Turning Any Iteration Into Recursion
Another valuable skill is to take any iterative problem and turn it into recursion. Let’s take an array of integers and square each element.
Since we are using recursion, lets start simple and just create the function.
public void SquareArray(int[] arr)
{
SquareArray(arr);
}
Now, we need code to square the integer, but which number do we square? Let’s square the first number:
public void SquareArray(int[] arr)
{
arr[0] *= arr[0];
SquareArray(arr);
}
We have successfully squared the number at index 0, but how do we proceed to square the number at index 1?
Now, if we were to use a loop instead of recursion, we would have used a variable to keep track of the index and continuously increased it by 1.
public void SquareArray(int[] arr)
{
for(int i = 0; i < arr.Length; i++)
{
arr[0] *= arr[0];
}
}
We have one issue with the recursive version.
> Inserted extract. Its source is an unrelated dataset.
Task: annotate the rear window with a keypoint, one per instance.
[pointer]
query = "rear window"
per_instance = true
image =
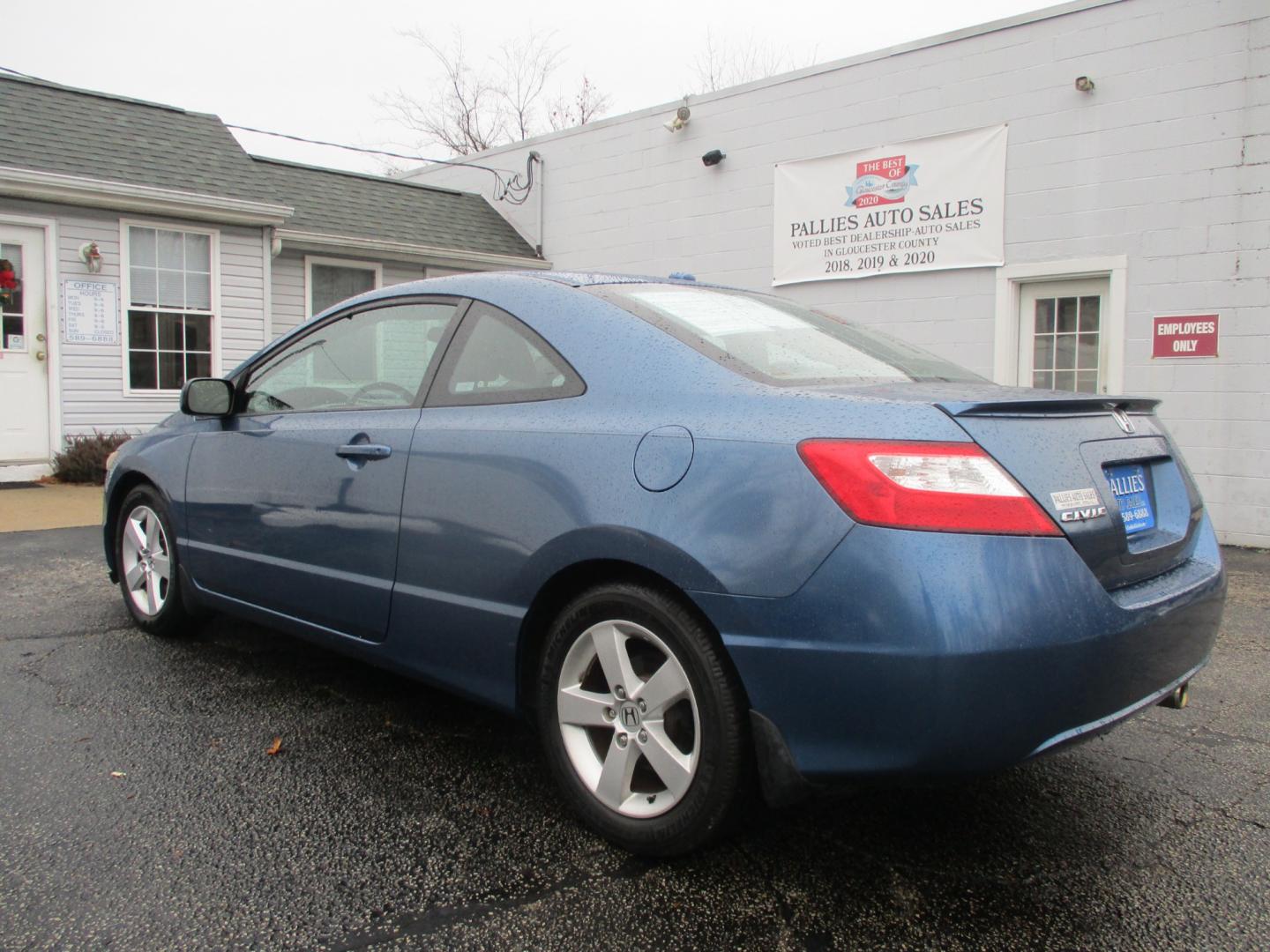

The only argument the function can take is the array. We need some way to keep track of and increment an index.
We can essentially add extra state to our recursive function by passing in extra parameters:
public void SquareArray(int[] arr, int index)
{
arr[index] *= arr[index];
SquareArray(arr, index + 1);
}
How we have an extra variable for incrementing and tracking the index. Think of the index as the i in a for loop, but just with recursion.
Our code isn’t perfect just yet though. Our function will throw an error once the index goes past the end of the array. We need to add a base case to prevent this.
public void SquareArray(int[] arr, int index)
{
if(index >= arr.Length) Console.WriteLine("End of the index. Closing program");
arr[index] *= arr[index];
SquareArray(arr, index + 1);
}
We’ve now learned how to look at any plain iterative function call and “recursify” it. Remember to implement recursion think of how you would solve the problem iteratively and use the tricks above to create state.